Enterprise Hadoop: Big data processing made easier

Amazon, Cloudera, Hortonworks, IBM, and MapR mix simpler setup of Hadoop clusters with proprietary twists and trade-offs

Comments

It's been a big year for Apache Hadoop, the open source project that helps you split your workload among a rack of computers. The buzzword is now well known to your boss but still just a vague and hazy concept for your boss's boss. That puts it in the sweet spot when there's plenty of room for experimentation. The list of companies using Hadoop in production work grows longer each day, and it probably won't be long before "Hadoop cluster" takes over the role that the words "crazy supercomputer" used to play in thriller movies. The next version of the WOPR is bound to run Hadoop.
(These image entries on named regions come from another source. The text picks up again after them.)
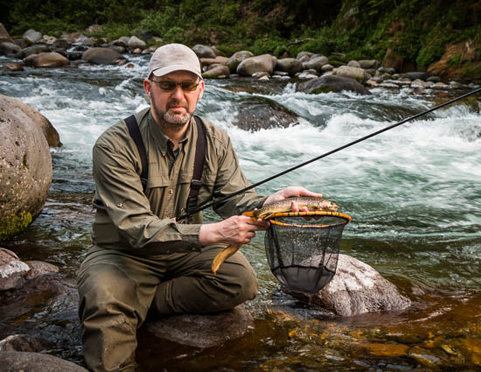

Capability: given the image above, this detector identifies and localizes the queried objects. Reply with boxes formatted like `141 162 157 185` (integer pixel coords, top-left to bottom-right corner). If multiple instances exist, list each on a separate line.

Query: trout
212 196 338 274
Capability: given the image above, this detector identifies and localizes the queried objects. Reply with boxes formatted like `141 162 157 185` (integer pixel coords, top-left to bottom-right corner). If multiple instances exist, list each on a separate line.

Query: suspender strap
125 115 206 217
185 116 206 213
125 115 149 192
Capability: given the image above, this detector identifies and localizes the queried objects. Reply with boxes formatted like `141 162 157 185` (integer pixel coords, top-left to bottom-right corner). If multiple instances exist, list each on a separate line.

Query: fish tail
211 244 242 275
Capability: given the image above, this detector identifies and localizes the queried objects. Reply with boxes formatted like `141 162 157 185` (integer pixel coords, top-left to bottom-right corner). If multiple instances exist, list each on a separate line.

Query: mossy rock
0 212 32 242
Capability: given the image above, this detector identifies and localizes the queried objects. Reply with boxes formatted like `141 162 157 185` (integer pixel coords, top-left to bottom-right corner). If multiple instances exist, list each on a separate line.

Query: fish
211 196 339 275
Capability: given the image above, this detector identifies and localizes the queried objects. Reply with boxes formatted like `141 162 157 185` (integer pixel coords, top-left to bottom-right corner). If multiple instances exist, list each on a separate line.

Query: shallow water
0 56 481 371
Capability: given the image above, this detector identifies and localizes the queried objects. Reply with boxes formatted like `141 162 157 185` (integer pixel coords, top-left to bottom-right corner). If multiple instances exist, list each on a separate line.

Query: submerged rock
0 351 87 372
288 254 412 316
147 306 254 349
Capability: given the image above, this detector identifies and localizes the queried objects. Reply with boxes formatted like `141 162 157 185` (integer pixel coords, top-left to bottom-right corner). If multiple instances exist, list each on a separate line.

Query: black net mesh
265 213 351 293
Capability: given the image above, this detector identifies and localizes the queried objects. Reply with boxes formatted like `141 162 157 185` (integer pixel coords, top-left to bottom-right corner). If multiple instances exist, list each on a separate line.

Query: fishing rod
178 88 481 221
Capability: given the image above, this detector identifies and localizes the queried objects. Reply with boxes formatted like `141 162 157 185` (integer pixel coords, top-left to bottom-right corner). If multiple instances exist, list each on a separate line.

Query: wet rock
276 58 302 76
237 54 277 76
192 44 216 58
289 254 412 316
147 306 254 349
0 248 30 291
82 48 125 65
298 75 371 94
0 334 53 352
233 97 299 132
0 351 87 372
0 95 52 240
226 50 254 73
24 52 70 68
0 42 21 57
202 64 230 79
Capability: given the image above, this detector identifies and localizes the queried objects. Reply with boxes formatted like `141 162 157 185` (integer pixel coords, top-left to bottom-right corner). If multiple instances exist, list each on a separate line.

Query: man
78 44 322 371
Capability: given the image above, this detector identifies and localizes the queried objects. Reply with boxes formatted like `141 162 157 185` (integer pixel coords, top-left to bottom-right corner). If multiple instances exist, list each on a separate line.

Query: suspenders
125 115 205 218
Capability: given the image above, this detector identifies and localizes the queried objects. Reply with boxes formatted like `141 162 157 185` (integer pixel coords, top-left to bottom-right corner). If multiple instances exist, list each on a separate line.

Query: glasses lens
151 80 199 92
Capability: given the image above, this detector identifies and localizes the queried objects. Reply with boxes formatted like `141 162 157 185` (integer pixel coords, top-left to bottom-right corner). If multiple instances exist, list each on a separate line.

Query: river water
0 56 481 371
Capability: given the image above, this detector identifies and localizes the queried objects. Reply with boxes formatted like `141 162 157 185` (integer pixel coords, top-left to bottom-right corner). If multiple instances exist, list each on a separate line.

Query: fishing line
178 88 481 221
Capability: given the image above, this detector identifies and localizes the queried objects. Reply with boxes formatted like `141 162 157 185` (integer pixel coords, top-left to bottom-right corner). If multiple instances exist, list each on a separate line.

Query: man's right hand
199 215 269 247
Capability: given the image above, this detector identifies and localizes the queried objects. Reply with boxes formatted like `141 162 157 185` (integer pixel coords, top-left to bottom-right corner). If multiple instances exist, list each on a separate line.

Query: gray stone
276 58 302 76
0 351 88 372
23 52 70 68
192 44 217 58
298 74 371 94
237 54 277 76
0 248 30 291
226 50 254 73
146 306 254 349
0 95 52 238
82 48 125 65
291 254 412 316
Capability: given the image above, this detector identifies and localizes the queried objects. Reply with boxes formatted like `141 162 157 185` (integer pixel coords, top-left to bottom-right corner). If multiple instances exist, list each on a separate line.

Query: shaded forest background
0 0 481 77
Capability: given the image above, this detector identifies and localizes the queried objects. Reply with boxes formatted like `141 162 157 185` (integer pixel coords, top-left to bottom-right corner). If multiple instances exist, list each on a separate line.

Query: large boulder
23 52 70 68
82 48 125 65
298 75 371 95
289 254 412 316
237 54 277 76
226 50 254 73
276 58 302 76
0 95 52 240
147 306 254 349
0 351 87 372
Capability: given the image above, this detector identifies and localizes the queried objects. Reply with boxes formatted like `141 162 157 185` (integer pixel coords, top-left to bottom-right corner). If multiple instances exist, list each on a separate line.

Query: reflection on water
0 56 481 371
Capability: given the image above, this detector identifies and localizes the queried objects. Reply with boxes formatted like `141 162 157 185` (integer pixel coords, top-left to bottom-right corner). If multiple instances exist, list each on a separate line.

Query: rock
202 64 230 79
334 66 371 83
16 44 50 59
233 97 299 132
236 54 277 76
0 42 22 57
291 254 412 316
302 56 329 72
0 95 52 240
0 351 88 372
357 59 381 70
226 50 254 73
23 52 70 68
128 36 147 49
192 44 217 58
276 58 302 76
298 75 371 94
146 306 254 349
0 248 30 291
82 48 125 65
0 23 14 43
22 29 43 43
0 334 53 352
3 62 25 71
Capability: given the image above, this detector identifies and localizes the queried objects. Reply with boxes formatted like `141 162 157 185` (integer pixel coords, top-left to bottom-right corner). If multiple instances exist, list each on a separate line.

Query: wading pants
77 246 257 371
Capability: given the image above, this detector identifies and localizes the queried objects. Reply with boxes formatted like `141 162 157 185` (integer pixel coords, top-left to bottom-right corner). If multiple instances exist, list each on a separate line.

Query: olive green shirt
92 108 266 254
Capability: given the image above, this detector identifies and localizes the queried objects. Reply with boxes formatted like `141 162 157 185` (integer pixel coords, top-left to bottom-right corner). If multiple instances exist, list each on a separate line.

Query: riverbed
0 56 481 371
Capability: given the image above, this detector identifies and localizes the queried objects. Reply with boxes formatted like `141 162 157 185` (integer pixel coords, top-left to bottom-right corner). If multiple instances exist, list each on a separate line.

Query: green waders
77 245 257 371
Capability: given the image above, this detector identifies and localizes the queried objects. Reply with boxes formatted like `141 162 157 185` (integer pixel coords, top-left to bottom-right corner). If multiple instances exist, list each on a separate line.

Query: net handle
266 211 352 229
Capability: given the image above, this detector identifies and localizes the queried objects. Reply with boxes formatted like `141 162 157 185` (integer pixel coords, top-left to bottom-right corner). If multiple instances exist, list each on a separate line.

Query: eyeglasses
149 79 200 92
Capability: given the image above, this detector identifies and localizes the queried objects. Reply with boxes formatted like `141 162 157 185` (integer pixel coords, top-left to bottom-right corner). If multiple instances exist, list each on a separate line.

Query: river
0 55 481 371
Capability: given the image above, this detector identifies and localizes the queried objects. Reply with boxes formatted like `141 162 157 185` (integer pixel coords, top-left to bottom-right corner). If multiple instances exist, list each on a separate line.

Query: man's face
144 71 205 127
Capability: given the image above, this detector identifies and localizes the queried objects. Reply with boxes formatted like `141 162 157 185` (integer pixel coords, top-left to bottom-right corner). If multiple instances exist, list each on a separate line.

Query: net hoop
265 211 352 229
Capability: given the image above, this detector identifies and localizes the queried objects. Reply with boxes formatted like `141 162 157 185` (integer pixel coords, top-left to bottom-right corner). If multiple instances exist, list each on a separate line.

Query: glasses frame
149 79 202 93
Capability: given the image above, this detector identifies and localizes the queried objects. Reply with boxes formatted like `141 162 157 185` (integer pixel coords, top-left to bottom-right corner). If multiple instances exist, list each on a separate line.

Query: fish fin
211 244 242 275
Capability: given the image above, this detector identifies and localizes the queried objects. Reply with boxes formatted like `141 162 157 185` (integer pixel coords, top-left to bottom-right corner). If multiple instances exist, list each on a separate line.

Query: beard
151 94 193 128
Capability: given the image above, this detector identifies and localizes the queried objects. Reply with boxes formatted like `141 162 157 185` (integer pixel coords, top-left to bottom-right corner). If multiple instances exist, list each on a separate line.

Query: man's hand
199 215 269 247
263 186 322 206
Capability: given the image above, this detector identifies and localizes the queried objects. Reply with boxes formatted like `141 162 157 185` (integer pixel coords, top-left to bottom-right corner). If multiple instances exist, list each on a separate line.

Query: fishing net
264 211 351 293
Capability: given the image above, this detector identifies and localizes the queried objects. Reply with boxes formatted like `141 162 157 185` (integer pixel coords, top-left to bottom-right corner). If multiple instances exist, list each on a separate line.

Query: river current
0 56 481 370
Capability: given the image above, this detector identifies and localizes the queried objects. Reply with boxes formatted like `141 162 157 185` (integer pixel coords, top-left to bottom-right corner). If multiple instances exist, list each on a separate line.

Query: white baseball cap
147 44 202 79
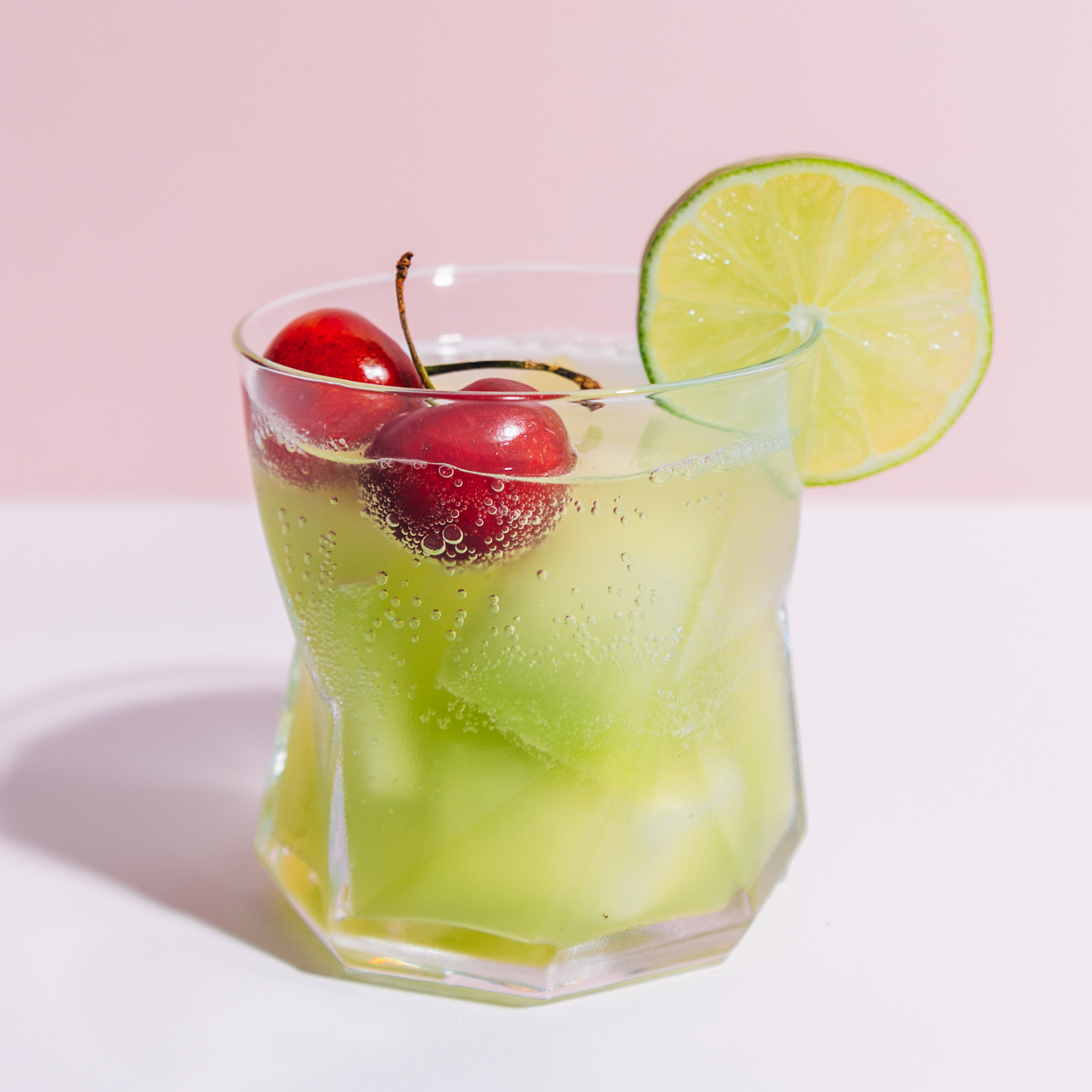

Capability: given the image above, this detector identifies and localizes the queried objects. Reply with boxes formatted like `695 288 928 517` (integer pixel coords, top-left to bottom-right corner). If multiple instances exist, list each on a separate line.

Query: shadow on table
0 673 343 976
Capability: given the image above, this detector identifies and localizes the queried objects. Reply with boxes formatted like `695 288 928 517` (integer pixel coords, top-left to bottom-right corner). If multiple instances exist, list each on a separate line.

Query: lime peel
638 156 992 485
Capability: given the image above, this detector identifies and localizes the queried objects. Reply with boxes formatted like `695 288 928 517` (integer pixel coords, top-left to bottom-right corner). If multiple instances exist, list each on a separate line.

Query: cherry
249 308 424 485
360 379 577 563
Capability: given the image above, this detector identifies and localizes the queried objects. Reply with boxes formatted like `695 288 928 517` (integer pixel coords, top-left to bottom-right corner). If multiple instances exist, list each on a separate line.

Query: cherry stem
395 250 602 410
395 250 436 391
428 360 602 391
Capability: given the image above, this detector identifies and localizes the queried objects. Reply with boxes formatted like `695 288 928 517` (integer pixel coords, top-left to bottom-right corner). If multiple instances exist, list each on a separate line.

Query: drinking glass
236 265 814 1001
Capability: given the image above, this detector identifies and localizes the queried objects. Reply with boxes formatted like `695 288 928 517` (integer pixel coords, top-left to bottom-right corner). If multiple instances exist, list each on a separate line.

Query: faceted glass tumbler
236 266 814 1000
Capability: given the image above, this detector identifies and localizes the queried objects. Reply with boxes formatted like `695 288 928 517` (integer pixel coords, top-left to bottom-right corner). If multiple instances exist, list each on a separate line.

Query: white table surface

The area is flourishing as the core project attracts a wide collection of helper projects that organize the workload and make it simpler to manage a collection of jobs to run at particular times. There's HDFS, a standard file system that can organize the data spread out around the cluster; Hive, a data warehousing layer for making sense of this data; Mahout, a collection of routines for trying to learn something from said data; and ZooKeeper, a tool for keeping all of the balls in the air. At least a half-dozen or more other open source tools live in a stable orbit around Hadoop.

[ Explore the current trends and solutions in BI with InfoWorld's interactive Business Intelligence iGuide. | Read about InfoWorld's 2012 Technology of the Year Award winners. | Read about InfoWorld's top 10 emerging enterprise technologies. | Discover what's new in business applications with InfoWorld's Technology: Applications newsletter. ]

The open source projects are just the beginning -- a surprisingly large number of companies are emerging with the plan of helping people actually use Hadoop. Some are just selling support, and others are building their own tools that sit alongside Hadoop and make it easier to use.

This kind of competition is usually seen as open source at its best. There is a core collection of packages that serve like a standard to keep everyone in synchrony. Each of the groups is competing to add the right sauce that will attract customers, both paying and nonpaying. There continues to be controversy over just how much is rolled into the central collection, as there can be in any major open source project, but the amount of experimentation is so large that it's hard to be too focused on the amount of sharing.

To get a feel for the excitement, I took four major collections out for a test-drive. I powered up a cluster of nodes on Rackspace, installed the tools, pushed the buttons, and ran some sample jobs. It's getting to be surprisingly easy to spend a few pennies for an hour or two of machine time -- so much so that I found myself debating whether it was worth leaving my cluster idling over lunchtime. Lest anyone doubt the efficiency of cloud computing, I noticed that the rate for my cluster of relatively fat machines with 4GB of RAM was less than the cost to park a car around the corner. The parking meters spin faster.

The not-so-good news is that these collections are far from perfect. None of the tools I tried worked exactly as promised. There were always small glitches. I often found myself reading the log files and paging through endless lists of Java stack dumps. (Someone is going to have to apply Hadoop to analyzing the endless stack dumps. They're getting so involved that I doubt a single machine will be able to parse them for much longer.) After a few seconds, I could usually get things on track again. These tools may not require someone with much experience to use once they're running, but they can't be installed unless you're fairly adept with the ways that the Java stack is organized.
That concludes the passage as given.